Difference between revisions of "Aufgaben:Exercise 1.5: HDB3 Coding"

Signals with HDB3 coding

The ISDN primary rate interface  $\rm (PRI)$  is based on the  $\rm PCM\ system \ 30/32$  and offers 

• $30$  full-duplex basic channels, 

• plus a signaling channel

• and a synchronization channel.

Each of these channels,  which are transmitted in time division multiplex,  has a data rate of  $64 \ \rm kbit/s$.  A frame consists of one byte  $\rm (8$  bits$)$  of all  $32$  channels.  The duration of such a frame  $($German:  "Rahmen"$)$  is denoted by  $T_{\rm R}$,  while  $T_{\rm B}$  indicates the bit duration.

On both the  $\rm S_{\rm 2M}$ and  $\rm U_{\rm K2}$ interfaces of the ISDN system under consideration,  the   HDB3 code   is used,  which is derived from the AMI code.  This is a pseudo-ternary code  $($symbol set size  $M = 3$,  symbol duration  $T = T_{\rm B})$,  that differs from the AMI code in that long zero sequences are avoided by deliberately violating the AMI coding rule.  The following applies:

If four consecutive  "0"  symbols occur in the AMI-encoded signal  $a(t)$,  these are replaced by four other ternary symbols:

• If an even number of  "+1"  occurred before this four-symbol block the signal  $a(t)$  and the last pulse is positive,  "0 0 0 0"  is replaced by  "– 0 0 –".  If the last pulse is negative,  "0 0 0 0"  is replaced by  "+ 0 0 +". 

• On the other hand,  if there is an odd number of  "ones"  before this  "0 0 0 0" block,  "0 0 0 +"  $($if last pulse positive$)$  or  "0 0 0 –"  $($if last pulse negative$)$  are selected.

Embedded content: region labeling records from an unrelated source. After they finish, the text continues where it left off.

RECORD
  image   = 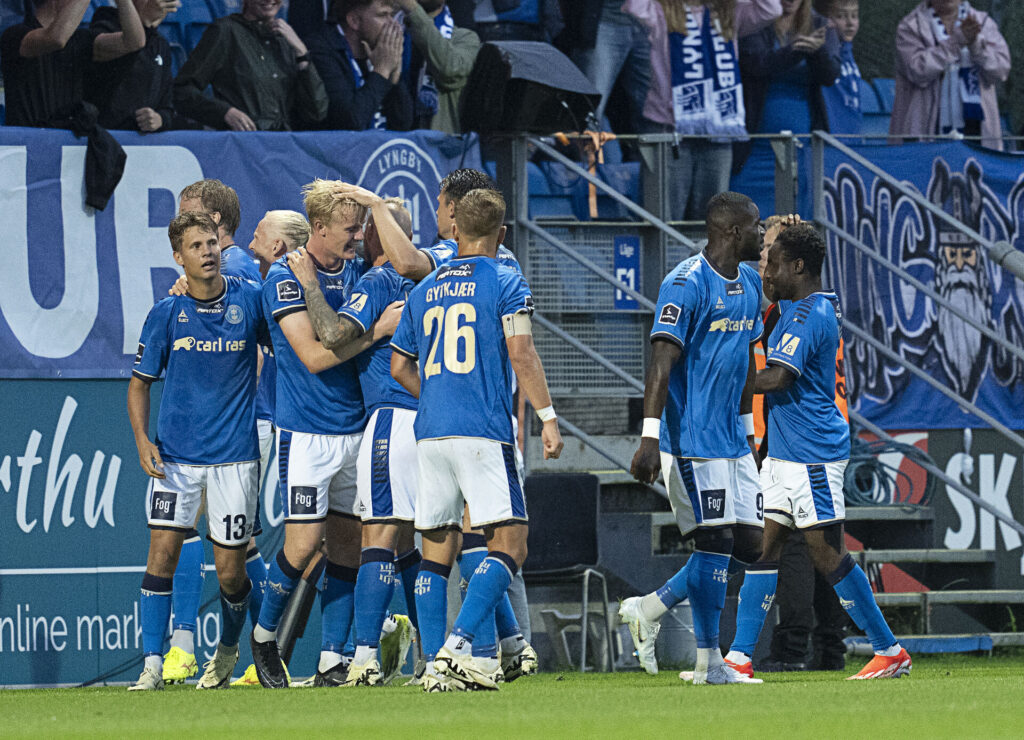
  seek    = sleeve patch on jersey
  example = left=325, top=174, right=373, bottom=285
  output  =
left=657, top=303, right=682, bottom=327
left=278, top=280, right=302, bottom=301
left=345, top=293, right=369, bottom=313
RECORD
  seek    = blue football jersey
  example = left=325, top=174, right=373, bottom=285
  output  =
left=765, top=293, right=850, bottom=464
left=420, top=238, right=522, bottom=272
left=650, top=253, right=764, bottom=459
left=256, top=346, right=278, bottom=422
left=263, top=257, right=366, bottom=434
left=132, top=277, right=267, bottom=465
left=220, top=245, right=263, bottom=286
left=338, top=262, right=417, bottom=413
left=391, top=257, right=534, bottom=444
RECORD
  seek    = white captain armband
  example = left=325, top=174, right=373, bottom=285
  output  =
left=502, top=311, right=534, bottom=338
left=739, top=413, right=754, bottom=437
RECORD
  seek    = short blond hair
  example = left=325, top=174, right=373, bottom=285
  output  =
left=455, top=188, right=505, bottom=238
left=263, top=211, right=310, bottom=252
left=302, top=177, right=367, bottom=226
left=384, top=198, right=413, bottom=238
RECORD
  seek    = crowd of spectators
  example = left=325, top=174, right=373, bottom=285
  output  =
left=0, top=0, right=1010, bottom=170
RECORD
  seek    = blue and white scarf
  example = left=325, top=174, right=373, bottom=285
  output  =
left=932, top=2, right=985, bottom=133
left=669, top=6, right=746, bottom=136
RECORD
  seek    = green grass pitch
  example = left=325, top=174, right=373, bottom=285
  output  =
left=0, top=654, right=1024, bottom=740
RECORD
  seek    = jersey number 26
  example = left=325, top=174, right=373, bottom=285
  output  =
left=423, top=303, right=476, bottom=378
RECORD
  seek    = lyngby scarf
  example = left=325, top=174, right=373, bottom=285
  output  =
left=931, top=2, right=985, bottom=133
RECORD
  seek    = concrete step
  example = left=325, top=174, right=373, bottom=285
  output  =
left=874, top=589, right=1024, bottom=607
left=850, top=549, right=995, bottom=565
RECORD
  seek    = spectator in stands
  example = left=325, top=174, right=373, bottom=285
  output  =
left=174, top=0, right=328, bottom=131
left=307, top=0, right=414, bottom=131
left=889, top=0, right=1010, bottom=150
left=817, top=0, right=864, bottom=134
left=86, top=0, right=181, bottom=133
left=473, top=0, right=564, bottom=43
left=739, top=0, right=842, bottom=140
left=398, top=0, right=480, bottom=134
left=623, top=0, right=782, bottom=220
left=571, top=0, right=650, bottom=133
left=0, top=0, right=145, bottom=128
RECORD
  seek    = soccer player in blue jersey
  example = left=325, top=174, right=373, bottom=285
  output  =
left=736, top=224, right=911, bottom=680
left=620, top=192, right=763, bottom=684
left=391, top=189, right=562, bottom=691
left=128, top=213, right=266, bottom=691
left=339, top=168, right=537, bottom=681
left=289, top=199, right=417, bottom=686
left=250, top=180, right=387, bottom=688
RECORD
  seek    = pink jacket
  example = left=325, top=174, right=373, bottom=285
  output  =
left=889, top=0, right=1010, bottom=150
left=623, top=0, right=782, bottom=126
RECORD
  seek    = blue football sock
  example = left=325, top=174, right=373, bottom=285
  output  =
left=220, top=580, right=253, bottom=648
left=257, top=550, right=302, bottom=633
left=731, top=562, right=778, bottom=656
left=686, top=550, right=729, bottom=648
left=138, top=573, right=174, bottom=655
left=172, top=529, right=206, bottom=633
left=416, top=560, right=452, bottom=660
left=654, top=558, right=693, bottom=609
left=355, top=548, right=394, bottom=648
left=828, top=553, right=896, bottom=653
left=394, top=548, right=423, bottom=630
left=452, top=551, right=518, bottom=643
left=321, top=560, right=359, bottom=655
left=246, top=545, right=267, bottom=625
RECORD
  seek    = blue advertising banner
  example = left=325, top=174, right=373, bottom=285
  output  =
left=614, top=235, right=640, bottom=311
left=0, top=128, right=480, bottom=378
left=801, top=142, right=1024, bottom=429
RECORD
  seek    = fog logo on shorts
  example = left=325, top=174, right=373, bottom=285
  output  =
left=292, top=485, right=316, bottom=516
left=700, top=488, right=725, bottom=519
left=150, top=490, right=178, bottom=522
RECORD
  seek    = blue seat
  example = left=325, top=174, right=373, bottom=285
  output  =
left=871, top=77, right=896, bottom=114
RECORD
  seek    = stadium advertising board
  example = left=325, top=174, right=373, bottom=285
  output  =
left=0, top=129, right=480, bottom=378
left=802, top=142, right=1024, bottom=429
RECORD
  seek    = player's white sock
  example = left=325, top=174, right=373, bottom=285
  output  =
left=171, top=629, right=196, bottom=654
left=444, top=635, right=473, bottom=655
left=316, top=650, right=341, bottom=673
left=500, top=635, right=526, bottom=655
left=876, top=643, right=903, bottom=658
left=640, top=593, right=669, bottom=622
left=253, top=624, right=278, bottom=643
left=725, top=650, right=751, bottom=665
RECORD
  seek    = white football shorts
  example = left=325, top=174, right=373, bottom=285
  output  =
left=662, top=452, right=764, bottom=534
left=357, top=407, right=419, bottom=522
left=416, top=437, right=526, bottom=530
left=145, top=461, right=259, bottom=549
left=278, top=429, right=362, bottom=522
left=761, top=458, right=850, bottom=529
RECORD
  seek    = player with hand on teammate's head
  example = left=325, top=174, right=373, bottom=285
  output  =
left=288, top=199, right=419, bottom=686
left=391, top=189, right=562, bottom=691
left=128, top=213, right=266, bottom=691
left=250, top=180, right=380, bottom=688
left=618, top=192, right=764, bottom=684
left=736, top=224, right=911, bottom=680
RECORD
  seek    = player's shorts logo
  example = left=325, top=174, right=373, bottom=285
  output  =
left=291, top=485, right=316, bottom=517
left=700, top=488, right=725, bottom=520
left=657, top=303, right=679, bottom=327
left=150, top=490, right=178, bottom=522
left=278, top=280, right=302, bottom=303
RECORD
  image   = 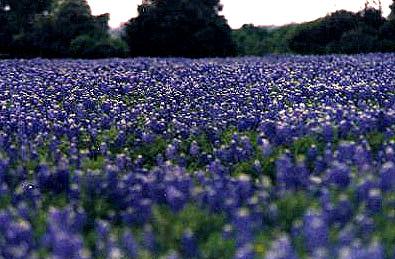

The graph above shows the binary signal  $q(t)$  and the signal  $a(t)$  after AMI coding.  The HDB3 signal,  which you are to determine in the course of this exercise,  is denoted by  $c(t)$. 

Notes:

• The exercise belongs to the chapter  "ISDN Primary Multiplex Connection" .
• Information about the pseudo-ternary codes can be found in the section  "Symbolwise Coding with Pseudo-Ternary Codes"  of "Digital Signal Transmission".

Questions

Solution

Solution

(1)  The total data rate of the $32$ channels at $64 \ \rm kbit/s$ each results in

$$R_{\rm B} \underline{ = 2.048 \ \rm Mbit/s}.$$

(2)  The bit duration is $T_{\rm B} = 1/R_{\rm B} \underline{ = 0.488 \ \rm µ s}$.

• One byte (8 bits) of each channel is transmitted per frame. It follows that:

$$T_{\rm R} = 32 \cdot 8 \cdot T_{\rm B} \hspace{0.15cm}\underline{= 125 \,{\rm µ s}}\hspace{0.05cm}.$$

(3)  By time $t = 6T$, a "+1" has occurred exactly once in the AMI-encoded signal$a(t)$.

Relationship between AMI code and HDB3 code

• Because of $a_{5} = –1$, in the HDB3 code "0 0 0 0" is replaced by (see diagram)

$$\underline{c_{6} = 0, \hspace{0.2cm}c_{7} = 0, \hspace{0.2cm}c_{8} = 0, \hspace{0.2cm}c_{9} = -1} \hspace{0.05cm}.$$

• In contrast, $\underline{c_{10} = a_{10} = 0}$ is not changed by HDB3 coding.

(4)  Up to and including $a_{13}$, there are three times a "+1"   ⇒   odd number. Because of $a_{12} = +1$, this zero block is replaced as follows:

$$ \underline{c_{14} = 0, \hspace{0.2cm}c_{15} = 0, \hspace{0.2cm}c_{16} = 0, \hspace{0.2cm}c_{17} = +1} \hspace{0.05cm}.$$

(5)  In the AMI encoded signal, "+1" occurs exactly four times up to and including $a_{19}$   ⇒   even number.

• Because of $a_{19} = +1$, the substitution according to rule 2 in the information section is:

$$\underline{c_{20} = -1, \hspace{0.2cm}c_{21} = 0, \hspace{0.2cm}c_{22} = 0, \hspace{0.2cm}c_{23} = -1} \hspace{0.05cm}.$$

• The zero symbol $a_{24}$ remains unchanged: $\underline{c_{24} = 0}$.